Some things to consider before climbing on the midway rides at the State Fair of Texas:
?Most injuries are not caused by operator error or equipment malfunction, according to the U.S. Consumer Product Safety Commission. Most often the culprit is a person's own body. "G-force" rides such as roller coasters and spinning rides can be bad for heads, necks and backs.
?Those who probably should avoid high-impact rides: pregnant women, people with heart problems, high blood pressure or a history of strokes, and anyone who has broken a bone in the past 12 months.
?Parents can get on some kiddie rides with their children. Ask the ride operator for guidance.
?Secure loose items. Stay off your cellphone, which could fly out of your hand and injure someone.
?Watch your step getting on and off rides. Many injuries occur when riders slip, trip or fall on adjacent stairs or platforms.
?When riding a "floorless" coaster, relax your legs and let them dangle underneath you. Don't kick them out to the side or front.

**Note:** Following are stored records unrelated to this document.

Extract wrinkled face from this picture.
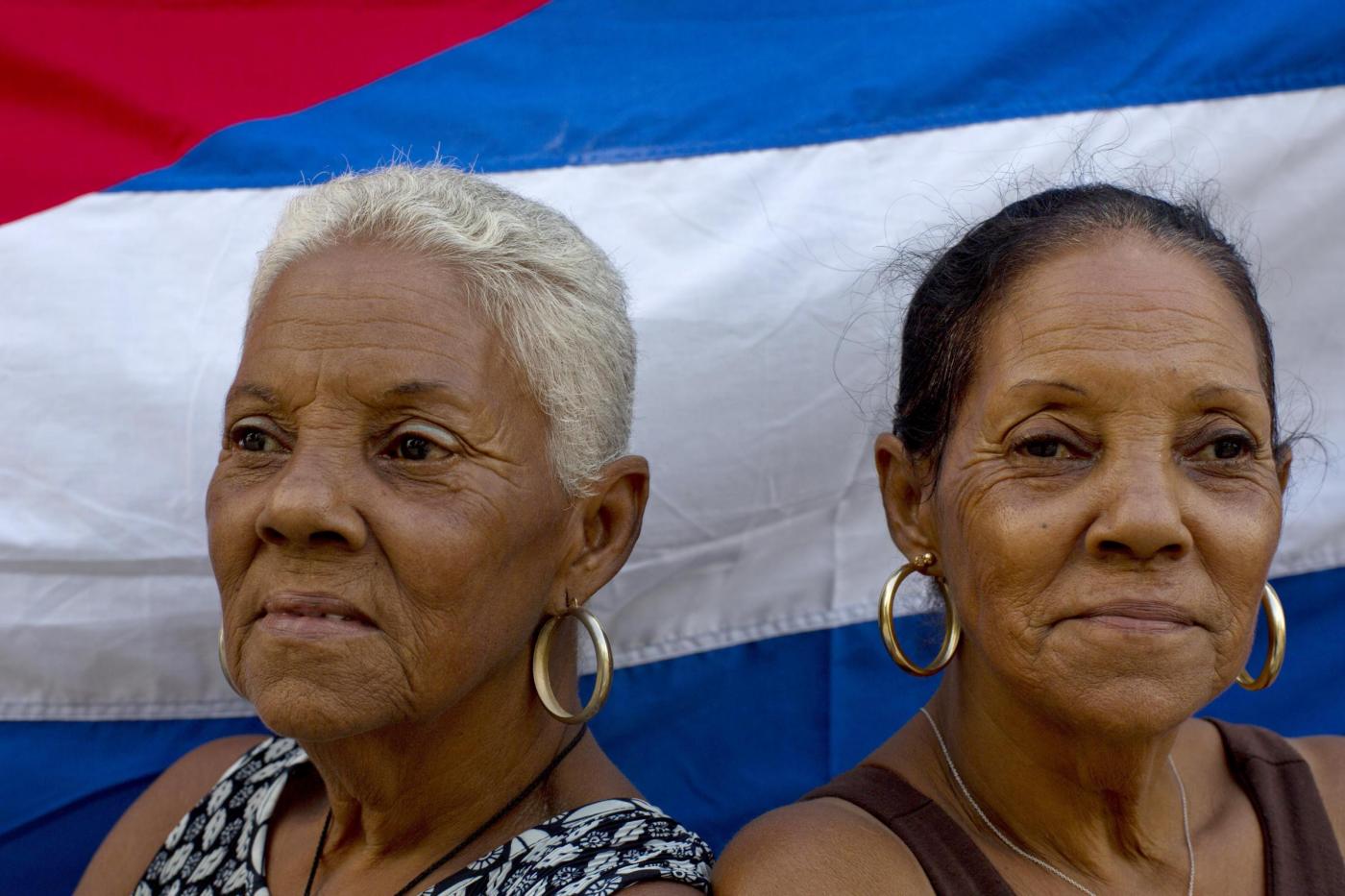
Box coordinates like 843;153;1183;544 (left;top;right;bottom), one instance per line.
206;245;569;739
931;237;1287;731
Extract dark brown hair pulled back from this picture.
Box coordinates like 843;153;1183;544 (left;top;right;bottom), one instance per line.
892;183;1284;476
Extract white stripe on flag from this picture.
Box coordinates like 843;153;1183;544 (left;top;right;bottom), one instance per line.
0;82;1345;718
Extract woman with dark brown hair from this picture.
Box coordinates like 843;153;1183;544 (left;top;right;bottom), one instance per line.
714;184;1345;896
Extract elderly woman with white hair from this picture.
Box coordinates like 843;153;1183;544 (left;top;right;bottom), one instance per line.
78;167;712;896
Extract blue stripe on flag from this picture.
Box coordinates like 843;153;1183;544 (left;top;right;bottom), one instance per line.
0;569;1345;893
115;0;1345;190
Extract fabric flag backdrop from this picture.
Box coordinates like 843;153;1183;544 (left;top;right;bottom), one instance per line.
0;0;1345;893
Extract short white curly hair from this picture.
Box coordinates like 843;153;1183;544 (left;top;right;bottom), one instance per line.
249;164;635;496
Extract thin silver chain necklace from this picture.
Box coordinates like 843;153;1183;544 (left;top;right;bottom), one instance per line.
920;706;1196;896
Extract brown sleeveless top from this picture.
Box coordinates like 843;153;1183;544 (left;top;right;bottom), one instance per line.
803;718;1345;896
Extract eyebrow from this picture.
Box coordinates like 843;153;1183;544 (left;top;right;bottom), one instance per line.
383;379;457;399
1009;379;1088;396
225;382;280;405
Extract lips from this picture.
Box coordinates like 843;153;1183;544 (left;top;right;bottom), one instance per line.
259;592;378;638
1072;600;1196;632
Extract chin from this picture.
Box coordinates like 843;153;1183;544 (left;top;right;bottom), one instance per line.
1027;665;1221;741
246;669;403;742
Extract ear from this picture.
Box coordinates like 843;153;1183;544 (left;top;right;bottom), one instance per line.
553;455;649;604
873;432;941;558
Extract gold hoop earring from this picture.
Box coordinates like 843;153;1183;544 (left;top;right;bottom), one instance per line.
532;594;612;725
878;554;962;678
219;625;248;699
1237;583;1284;690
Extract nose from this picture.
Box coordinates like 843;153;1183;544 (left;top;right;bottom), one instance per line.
257;449;369;550
1086;457;1191;561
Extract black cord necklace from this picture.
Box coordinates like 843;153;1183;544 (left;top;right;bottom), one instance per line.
304;725;588;896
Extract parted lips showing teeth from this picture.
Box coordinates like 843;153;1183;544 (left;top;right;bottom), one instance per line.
262;592;374;625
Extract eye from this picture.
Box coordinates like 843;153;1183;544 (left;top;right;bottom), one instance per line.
382;424;457;462
1197;433;1257;463
1015;436;1082;460
229;417;285;453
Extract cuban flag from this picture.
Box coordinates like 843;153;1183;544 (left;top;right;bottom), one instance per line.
0;0;1345;893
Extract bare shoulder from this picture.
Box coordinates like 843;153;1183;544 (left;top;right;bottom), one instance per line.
75;735;262;896
1288;735;1345;850
714;799;934;896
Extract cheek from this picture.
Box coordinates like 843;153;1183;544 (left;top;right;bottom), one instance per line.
370;493;554;652
939;468;1077;635
206;470;257;601
1189;489;1282;642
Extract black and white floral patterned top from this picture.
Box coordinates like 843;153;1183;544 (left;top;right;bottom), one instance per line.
134;738;713;896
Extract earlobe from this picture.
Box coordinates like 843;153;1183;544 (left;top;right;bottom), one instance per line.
873;432;939;557
569;455;649;603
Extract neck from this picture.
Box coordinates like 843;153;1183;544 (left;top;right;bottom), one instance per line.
302;653;577;861
917;658;1187;882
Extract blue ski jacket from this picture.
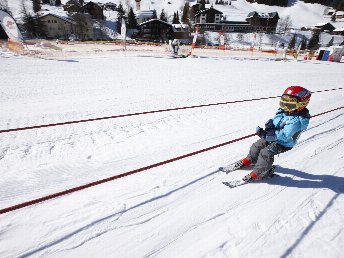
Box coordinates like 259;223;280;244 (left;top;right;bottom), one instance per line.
272;108;310;148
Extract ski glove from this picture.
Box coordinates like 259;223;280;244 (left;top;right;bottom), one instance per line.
256;126;266;139
265;119;276;131
265;119;277;142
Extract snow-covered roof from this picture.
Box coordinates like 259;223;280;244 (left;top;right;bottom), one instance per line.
135;10;154;18
139;19;172;26
39;13;75;24
195;7;223;16
247;11;278;19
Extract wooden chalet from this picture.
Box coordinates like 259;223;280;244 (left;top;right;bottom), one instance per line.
332;27;344;36
137;19;173;42
313;22;335;32
194;7;223;24
83;1;105;20
172;24;191;40
246;12;280;32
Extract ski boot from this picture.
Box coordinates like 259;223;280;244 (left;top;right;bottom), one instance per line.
219;158;251;174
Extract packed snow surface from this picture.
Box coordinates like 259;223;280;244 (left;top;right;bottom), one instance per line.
0;49;344;258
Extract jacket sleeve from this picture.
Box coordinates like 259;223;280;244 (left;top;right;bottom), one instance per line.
276;113;309;147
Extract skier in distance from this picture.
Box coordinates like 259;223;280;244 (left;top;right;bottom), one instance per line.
219;86;311;182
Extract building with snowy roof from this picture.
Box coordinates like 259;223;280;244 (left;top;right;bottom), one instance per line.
34;13;76;39
136;19;173;42
246;12;280;32
135;10;156;24
313;22;335;32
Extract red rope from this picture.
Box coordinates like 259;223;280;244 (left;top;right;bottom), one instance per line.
0;106;344;214
0;88;343;134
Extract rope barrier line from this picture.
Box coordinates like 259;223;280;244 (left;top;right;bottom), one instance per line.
0;106;344;214
0;88;343;134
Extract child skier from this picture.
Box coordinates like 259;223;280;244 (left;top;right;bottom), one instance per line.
219;86;311;182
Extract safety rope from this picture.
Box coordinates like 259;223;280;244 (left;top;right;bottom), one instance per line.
0;88;343;134
0;106;344;214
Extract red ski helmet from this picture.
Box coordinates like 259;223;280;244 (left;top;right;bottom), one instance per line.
280;86;312;113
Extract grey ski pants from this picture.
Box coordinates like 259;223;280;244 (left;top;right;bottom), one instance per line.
247;139;291;178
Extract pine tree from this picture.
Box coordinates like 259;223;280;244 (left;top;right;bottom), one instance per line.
307;31;320;50
151;9;158;19
326;37;334;47
160;9;167;22
21;2;45;38
300;36;307;50
199;0;205;11
182;2;190;23
128;7;137;29
32;0;41;13
172;13;178;24
331;13;337;22
288;33;296;49
116;3;125;33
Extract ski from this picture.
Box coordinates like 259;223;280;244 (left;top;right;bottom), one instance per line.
222;180;249;188
222;165;280;188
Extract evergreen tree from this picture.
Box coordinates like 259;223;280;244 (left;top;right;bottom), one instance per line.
182;2;190;23
172;13;178;24
160;9;167;22
151;9;158;19
307;31;320;50
21;2;45;38
116;3;125;33
331;13;337;22
300;36;307;50
288;33;296;49
199;0;205;11
326;37;334;47
128;7;137;29
32;0;41;13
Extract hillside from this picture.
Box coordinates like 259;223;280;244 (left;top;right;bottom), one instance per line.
0;47;344;258
8;0;344;28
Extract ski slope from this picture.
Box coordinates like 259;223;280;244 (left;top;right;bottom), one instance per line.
0;52;344;258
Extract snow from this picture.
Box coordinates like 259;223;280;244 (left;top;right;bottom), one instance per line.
8;0;343;28
0;45;344;258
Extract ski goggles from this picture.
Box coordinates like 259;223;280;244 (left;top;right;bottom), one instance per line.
280;95;307;112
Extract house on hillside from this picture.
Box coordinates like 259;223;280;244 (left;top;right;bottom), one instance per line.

?Some spinning rides and roller coasters can whip your head around, causing headaches or more serious injuries. Keep your balance in the seat. Relax but don't go limp. Keep your head upright and centered, eyes forward.
?All State Fair ride operators should be wearing a photo ID badge. This signifies that they are qualified and have successfully undergone drug testing.
?Wear closed-toe shoes with soles that provide good traction.
?Avoid dangling jewelry, loose drawstrings or anything that could get tangled in machinery.
?Pay attention to signs about minimum height required to get on a ride. Built-in restraints on a ride might not hold in place people who are too small.
?Obey signs prohibiting entry to "Restricted Areas."
?Don't bully or force children into riding a ride that scares them. A crying child might try to disembark before the ride stops.
?If a ride stops because of malfunction, don't try to stand up. Get free of restraints and disembark. Be patient until you get instructions from the operator.
?Look the ride over. If cosmetic things - burned-out light bulbs or frayed seat upholstery - appear to be in bad shape, chances are the ride's mechanical parts haven't been maintained. Don't get on it.